Это вселяет в меня надежду.

— А помазание не пострадало?

— Нет, насколько я могу судить. — Облегчение. — Но это может случиться, если вы будете упорствовать. Вы оба делаете опасное дело. Такая связь может поставить под угрозу то, что ты сможете должным образом спуститься в Бездну и предстать перед Лордом Кроканом. Ты формируешь больше связей с этим миром. — Она смотрит на меня, брови нахмурены от беспокойства.

— Мы знаем о риске, — говорю я, пытаясь своим тоном передать ей часть своего спокойствия. Монстр вины за наши решения снова пытается всколыхнуться. Но я не позволяю ему овладеть собой. Теперь уже нет пути назад. — Я понимаю твое беспокойство, мы оба понимаем, но у нас все под контролем.

Она вздыхает и уходит, прислонившись к колонне и глядя в Бездну.

— Лючия...

— Наша мать... она отдала все силы, чтобы унять ярость Лорда Крокана. Этого было недостаточно, и Илрит всегда винил себя в том, что ее жертва оказалась «бессмысленной». Он считал, что это его вина, что она все еще слишком привязана к этой земле, чтобы должным образом спуститься на землю. — Взгляд Лючии устремлен на тысячу лиг, поскольку

— Теперь он снова рискует. — Она слегка поворачивается, чтобы посмотреть на меня. Ее раненый взгляд острее любого кинжала находит мягкое место между моими ребрами. — Ты убьешь его.

— Нет, не убью, — яростно говорю я. — Я не позволю причинить ему вред.

— Тебя не будет, — отрывисто говорит она. — И если чувство вины за то, что ты не смогла стать жертвой, не выведет его из равновесия, то тяжесть утраты сделает это. Как это было с моим отцом.

Я проплываю мимо, покачивая головой.

— Илрит не любит меня так, как твой отец любил твою мать. — Она тупо смотрит на меня. — Не любит, — снова настаиваю я. — Я об этом позаботилась.

— Если ты «позаботилась», то почему я слышу гармонию песни его души, смешанную с твоей? — Глаза Лючии наполнены твердой решимостью. Таким взглядом я бы одарила любого, кто посмел бы даже подумать о том, чтобы причинить вред Эмили.
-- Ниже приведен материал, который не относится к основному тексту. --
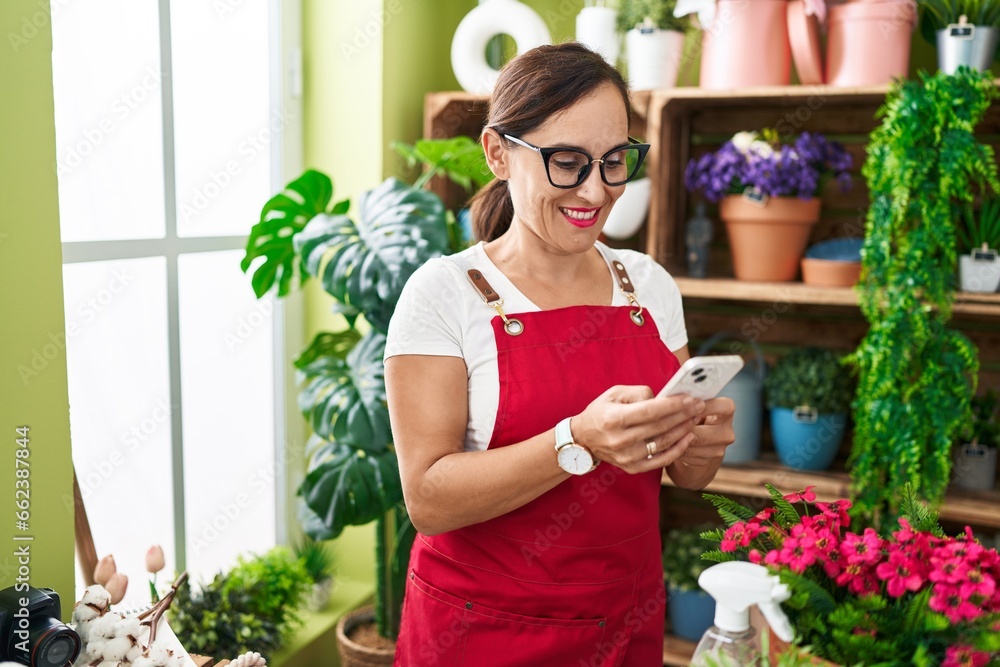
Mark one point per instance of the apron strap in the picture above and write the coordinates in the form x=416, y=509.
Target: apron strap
x=625, y=284
x=490, y=297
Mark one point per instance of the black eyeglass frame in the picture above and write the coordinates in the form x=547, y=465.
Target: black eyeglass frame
x=549, y=151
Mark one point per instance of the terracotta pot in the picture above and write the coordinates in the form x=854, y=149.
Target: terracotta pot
x=353, y=654
x=767, y=241
x=740, y=28
x=868, y=43
x=830, y=272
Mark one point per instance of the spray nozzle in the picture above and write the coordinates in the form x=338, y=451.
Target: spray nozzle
x=736, y=586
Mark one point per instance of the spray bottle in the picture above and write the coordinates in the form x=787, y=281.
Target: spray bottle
x=731, y=641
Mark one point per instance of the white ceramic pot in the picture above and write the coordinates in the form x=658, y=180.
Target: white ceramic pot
x=595, y=27
x=629, y=211
x=654, y=57
x=975, y=467
x=979, y=275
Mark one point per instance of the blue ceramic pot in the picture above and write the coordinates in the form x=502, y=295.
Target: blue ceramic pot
x=806, y=443
x=691, y=613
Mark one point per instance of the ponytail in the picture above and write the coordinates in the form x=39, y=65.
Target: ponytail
x=492, y=211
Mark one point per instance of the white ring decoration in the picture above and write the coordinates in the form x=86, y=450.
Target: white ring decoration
x=492, y=18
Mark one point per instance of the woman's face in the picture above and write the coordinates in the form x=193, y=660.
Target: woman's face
x=569, y=220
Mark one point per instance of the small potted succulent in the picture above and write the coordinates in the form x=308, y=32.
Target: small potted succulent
x=768, y=193
x=690, y=608
x=964, y=31
x=976, y=455
x=808, y=393
x=978, y=235
x=654, y=42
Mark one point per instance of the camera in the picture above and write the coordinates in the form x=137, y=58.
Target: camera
x=31, y=631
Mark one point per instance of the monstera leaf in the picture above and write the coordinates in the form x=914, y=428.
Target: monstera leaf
x=343, y=392
x=346, y=486
x=365, y=264
x=284, y=216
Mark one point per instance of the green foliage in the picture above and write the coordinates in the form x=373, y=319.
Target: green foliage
x=253, y=607
x=315, y=558
x=461, y=159
x=916, y=377
x=661, y=12
x=809, y=376
x=939, y=14
x=985, y=426
x=979, y=229
x=682, y=556
x=352, y=476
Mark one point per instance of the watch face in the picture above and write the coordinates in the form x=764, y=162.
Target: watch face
x=575, y=460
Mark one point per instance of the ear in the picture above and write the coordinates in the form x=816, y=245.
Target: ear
x=497, y=156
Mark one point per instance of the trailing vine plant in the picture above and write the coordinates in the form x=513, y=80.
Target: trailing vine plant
x=916, y=376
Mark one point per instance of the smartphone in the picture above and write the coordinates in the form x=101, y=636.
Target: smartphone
x=703, y=377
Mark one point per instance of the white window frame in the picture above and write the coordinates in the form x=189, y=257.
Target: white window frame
x=285, y=74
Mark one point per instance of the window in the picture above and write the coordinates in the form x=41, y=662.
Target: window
x=171, y=126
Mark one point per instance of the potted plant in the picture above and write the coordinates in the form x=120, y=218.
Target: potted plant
x=352, y=476
x=978, y=241
x=864, y=597
x=319, y=564
x=976, y=454
x=916, y=376
x=654, y=42
x=691, y=609
x=809, y=395
x=769, y=196
x=964, y=31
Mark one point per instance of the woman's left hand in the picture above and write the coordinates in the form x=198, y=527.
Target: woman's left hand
x=713, y=433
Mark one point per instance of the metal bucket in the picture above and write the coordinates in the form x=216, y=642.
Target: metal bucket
x=747, y=392
x=966, y=44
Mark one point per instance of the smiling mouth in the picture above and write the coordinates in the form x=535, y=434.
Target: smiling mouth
x=581, y=217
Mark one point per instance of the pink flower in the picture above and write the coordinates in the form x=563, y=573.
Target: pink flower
x=900, y=573
x=805, y=495
x=154, y=559
x=964, y=656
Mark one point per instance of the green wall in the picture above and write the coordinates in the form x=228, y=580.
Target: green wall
x=33, y=389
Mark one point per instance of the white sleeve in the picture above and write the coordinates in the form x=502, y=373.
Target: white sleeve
x=428, y=317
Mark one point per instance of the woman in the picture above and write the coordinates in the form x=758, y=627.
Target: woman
x=521, y=376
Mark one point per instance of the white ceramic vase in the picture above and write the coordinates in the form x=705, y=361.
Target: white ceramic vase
x=654, y=57
x=979, y=275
Прежде чем я успеваю ответить, она продолжает: — Скажи мне, почему я не должна донести на вас обоих в хор?

Слова холодны как лед и застывают на месте.
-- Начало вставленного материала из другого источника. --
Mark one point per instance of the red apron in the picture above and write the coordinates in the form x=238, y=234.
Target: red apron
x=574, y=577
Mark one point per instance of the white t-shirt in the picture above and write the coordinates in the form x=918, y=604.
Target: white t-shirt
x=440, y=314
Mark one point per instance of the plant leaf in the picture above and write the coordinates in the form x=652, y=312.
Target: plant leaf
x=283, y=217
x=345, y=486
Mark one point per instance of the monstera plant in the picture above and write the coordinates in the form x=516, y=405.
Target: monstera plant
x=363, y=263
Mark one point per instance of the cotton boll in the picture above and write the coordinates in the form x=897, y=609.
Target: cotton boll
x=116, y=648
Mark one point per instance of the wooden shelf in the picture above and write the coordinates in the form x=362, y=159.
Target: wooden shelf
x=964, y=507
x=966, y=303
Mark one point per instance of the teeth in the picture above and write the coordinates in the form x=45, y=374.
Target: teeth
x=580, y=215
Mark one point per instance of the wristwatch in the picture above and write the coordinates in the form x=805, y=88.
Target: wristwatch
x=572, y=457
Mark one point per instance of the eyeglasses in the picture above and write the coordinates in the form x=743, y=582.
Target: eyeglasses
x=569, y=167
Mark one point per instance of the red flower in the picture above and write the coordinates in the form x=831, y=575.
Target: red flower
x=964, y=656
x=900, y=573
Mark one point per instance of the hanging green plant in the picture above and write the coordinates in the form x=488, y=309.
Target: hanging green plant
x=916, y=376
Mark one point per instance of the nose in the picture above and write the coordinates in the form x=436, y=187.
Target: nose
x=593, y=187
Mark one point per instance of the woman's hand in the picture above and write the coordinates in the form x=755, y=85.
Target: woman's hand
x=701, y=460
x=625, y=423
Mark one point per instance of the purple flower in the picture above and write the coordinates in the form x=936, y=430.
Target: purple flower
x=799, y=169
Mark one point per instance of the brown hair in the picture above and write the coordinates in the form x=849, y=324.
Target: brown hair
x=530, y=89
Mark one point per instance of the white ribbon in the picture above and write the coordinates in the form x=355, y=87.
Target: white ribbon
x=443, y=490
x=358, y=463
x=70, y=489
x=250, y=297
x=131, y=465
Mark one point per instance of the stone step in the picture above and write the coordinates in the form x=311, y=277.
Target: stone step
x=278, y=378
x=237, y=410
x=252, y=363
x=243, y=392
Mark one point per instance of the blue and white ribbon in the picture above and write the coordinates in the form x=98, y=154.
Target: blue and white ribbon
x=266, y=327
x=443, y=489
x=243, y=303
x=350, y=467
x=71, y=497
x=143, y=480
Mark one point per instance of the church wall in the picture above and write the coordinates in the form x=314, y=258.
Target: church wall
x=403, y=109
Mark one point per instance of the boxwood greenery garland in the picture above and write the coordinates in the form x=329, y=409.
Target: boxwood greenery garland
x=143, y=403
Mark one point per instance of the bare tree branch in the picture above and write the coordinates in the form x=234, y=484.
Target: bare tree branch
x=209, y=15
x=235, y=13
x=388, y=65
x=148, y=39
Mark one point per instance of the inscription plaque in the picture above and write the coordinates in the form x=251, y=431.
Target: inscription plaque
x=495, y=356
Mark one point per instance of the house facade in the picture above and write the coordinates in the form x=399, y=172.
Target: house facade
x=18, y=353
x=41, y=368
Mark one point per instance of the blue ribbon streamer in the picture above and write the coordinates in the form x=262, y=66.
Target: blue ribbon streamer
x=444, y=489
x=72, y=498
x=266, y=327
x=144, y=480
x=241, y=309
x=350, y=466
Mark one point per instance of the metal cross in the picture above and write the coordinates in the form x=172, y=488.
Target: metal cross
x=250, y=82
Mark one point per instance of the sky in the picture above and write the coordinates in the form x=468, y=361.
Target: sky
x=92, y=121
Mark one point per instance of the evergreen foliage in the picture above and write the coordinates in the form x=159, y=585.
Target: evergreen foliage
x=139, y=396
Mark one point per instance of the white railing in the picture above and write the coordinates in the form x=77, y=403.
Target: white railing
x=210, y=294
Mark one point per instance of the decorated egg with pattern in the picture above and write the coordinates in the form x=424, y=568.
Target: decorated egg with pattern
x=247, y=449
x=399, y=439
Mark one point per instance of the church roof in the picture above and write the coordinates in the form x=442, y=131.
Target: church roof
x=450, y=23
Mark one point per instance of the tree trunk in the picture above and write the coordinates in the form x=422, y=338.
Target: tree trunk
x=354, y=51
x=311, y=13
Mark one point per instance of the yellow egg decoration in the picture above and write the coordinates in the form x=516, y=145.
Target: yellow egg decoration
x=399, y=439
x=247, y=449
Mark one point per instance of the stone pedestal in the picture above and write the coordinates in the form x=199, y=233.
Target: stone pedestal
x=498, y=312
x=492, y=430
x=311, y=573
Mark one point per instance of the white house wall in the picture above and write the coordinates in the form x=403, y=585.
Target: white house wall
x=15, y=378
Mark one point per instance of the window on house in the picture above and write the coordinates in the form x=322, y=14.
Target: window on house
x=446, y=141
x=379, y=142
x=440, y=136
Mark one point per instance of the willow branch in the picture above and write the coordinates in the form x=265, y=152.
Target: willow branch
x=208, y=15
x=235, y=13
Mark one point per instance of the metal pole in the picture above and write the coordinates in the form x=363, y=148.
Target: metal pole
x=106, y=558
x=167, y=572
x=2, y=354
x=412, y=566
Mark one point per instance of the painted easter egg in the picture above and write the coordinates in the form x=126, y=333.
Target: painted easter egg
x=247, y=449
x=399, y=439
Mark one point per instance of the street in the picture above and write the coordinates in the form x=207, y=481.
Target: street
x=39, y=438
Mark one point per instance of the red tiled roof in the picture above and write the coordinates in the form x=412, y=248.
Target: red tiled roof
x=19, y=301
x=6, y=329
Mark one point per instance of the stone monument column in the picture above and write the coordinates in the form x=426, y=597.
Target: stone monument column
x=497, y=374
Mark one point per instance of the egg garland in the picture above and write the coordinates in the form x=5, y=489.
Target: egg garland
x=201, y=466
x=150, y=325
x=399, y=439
— Потому что я даю вам слово, что...

— Твое слово? — В этих двух словах есть осуждение, от которого у меня по позвоночнику пробегает дрожь. В них я слышу всех тех, кто в Денноу называл меня оскорблениями, которых я больше не понимаю: Нарушитель клятвы.
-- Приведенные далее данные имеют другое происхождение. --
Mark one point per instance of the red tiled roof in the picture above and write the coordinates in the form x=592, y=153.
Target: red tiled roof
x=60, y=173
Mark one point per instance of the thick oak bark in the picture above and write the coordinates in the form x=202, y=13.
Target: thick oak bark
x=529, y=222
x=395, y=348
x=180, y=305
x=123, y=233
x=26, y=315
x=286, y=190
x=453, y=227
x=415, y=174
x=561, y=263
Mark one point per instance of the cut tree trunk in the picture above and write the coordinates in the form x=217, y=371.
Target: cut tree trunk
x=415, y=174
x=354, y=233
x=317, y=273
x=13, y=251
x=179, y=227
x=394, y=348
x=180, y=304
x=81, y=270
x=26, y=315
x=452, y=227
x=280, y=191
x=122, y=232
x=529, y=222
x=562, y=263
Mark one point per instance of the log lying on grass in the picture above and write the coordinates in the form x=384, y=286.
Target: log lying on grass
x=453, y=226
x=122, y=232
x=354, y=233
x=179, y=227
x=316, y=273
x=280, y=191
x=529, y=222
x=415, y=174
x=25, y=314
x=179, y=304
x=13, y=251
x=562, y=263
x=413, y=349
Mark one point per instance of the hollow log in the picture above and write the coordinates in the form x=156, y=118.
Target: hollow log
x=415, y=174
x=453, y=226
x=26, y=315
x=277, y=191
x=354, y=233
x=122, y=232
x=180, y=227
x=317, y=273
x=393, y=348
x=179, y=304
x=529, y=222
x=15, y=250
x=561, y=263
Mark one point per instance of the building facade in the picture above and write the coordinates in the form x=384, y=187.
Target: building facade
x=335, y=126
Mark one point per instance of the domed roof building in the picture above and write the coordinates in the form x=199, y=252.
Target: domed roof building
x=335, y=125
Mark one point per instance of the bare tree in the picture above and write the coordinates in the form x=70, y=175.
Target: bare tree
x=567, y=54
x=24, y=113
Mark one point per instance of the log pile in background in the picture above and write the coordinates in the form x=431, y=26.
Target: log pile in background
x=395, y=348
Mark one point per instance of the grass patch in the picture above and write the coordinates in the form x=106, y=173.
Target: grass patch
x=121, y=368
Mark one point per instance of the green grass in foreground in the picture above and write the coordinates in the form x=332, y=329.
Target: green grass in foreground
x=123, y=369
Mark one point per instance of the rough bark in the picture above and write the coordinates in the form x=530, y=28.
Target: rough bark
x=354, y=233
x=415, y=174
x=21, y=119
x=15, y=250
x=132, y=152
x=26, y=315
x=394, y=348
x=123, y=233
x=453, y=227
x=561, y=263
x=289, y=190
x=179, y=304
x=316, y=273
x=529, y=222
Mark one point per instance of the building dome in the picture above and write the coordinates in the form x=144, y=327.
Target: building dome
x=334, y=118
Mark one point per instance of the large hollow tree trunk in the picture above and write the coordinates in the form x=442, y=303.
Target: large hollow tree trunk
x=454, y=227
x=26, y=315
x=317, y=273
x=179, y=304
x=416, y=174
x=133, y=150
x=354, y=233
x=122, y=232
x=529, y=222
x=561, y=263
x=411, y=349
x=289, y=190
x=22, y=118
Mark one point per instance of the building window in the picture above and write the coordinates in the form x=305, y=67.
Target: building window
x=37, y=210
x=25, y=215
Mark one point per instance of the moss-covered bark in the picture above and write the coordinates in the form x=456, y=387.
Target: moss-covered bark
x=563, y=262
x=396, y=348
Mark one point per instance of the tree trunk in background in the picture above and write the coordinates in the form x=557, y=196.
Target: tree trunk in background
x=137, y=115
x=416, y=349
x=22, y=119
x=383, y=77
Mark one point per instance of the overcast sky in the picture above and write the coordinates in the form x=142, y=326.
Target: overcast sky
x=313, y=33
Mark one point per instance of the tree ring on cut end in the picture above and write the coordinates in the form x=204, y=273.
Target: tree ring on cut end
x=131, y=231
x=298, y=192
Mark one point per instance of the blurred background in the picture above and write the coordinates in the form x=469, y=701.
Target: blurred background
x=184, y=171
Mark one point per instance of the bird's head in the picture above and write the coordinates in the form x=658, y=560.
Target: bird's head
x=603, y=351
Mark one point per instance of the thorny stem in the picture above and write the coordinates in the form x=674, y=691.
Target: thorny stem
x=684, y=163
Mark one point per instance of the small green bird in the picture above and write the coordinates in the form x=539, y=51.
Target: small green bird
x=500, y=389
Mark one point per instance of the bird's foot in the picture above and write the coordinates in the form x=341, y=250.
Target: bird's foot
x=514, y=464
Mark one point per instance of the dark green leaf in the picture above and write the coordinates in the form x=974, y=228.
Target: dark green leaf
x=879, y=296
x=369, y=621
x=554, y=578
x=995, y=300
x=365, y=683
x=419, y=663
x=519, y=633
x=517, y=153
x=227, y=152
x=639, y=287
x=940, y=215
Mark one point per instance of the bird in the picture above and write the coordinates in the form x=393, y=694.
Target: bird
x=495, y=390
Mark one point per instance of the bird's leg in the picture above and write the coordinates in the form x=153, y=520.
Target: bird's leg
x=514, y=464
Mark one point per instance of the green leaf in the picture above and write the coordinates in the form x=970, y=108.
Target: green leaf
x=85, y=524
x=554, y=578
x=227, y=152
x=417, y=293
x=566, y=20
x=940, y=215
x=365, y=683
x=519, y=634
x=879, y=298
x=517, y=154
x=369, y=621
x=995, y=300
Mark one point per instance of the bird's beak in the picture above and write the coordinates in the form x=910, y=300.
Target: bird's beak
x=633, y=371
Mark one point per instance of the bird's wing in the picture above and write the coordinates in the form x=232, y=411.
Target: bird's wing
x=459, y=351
Почему они меня так называли? Я не могу вспомнить, а укол несправедлив и жесток.

— Ты дала нам слово — дала ему слово, что будешь посвящена в помазание, если он поможет твоей семье, — говорит она.

— И я предана, всем своим существом.

— Нет, если ты делаешь то, что ставит под угрозу саму твою цель! — огрызается она. Я отступаю назад.

— Лючия... пожалуйста, — мягко говорю я. — Это был момент страсти, не более того. — Странно лгать, пытаясь защитить свою честность. Но самое важное из всего этого — чтобы Илрит не страдал за то, что мы сделали. — Я не люблю его. Он это знает. — Слова нелегки, как ложь. Надеюсь, что и звучат они не так.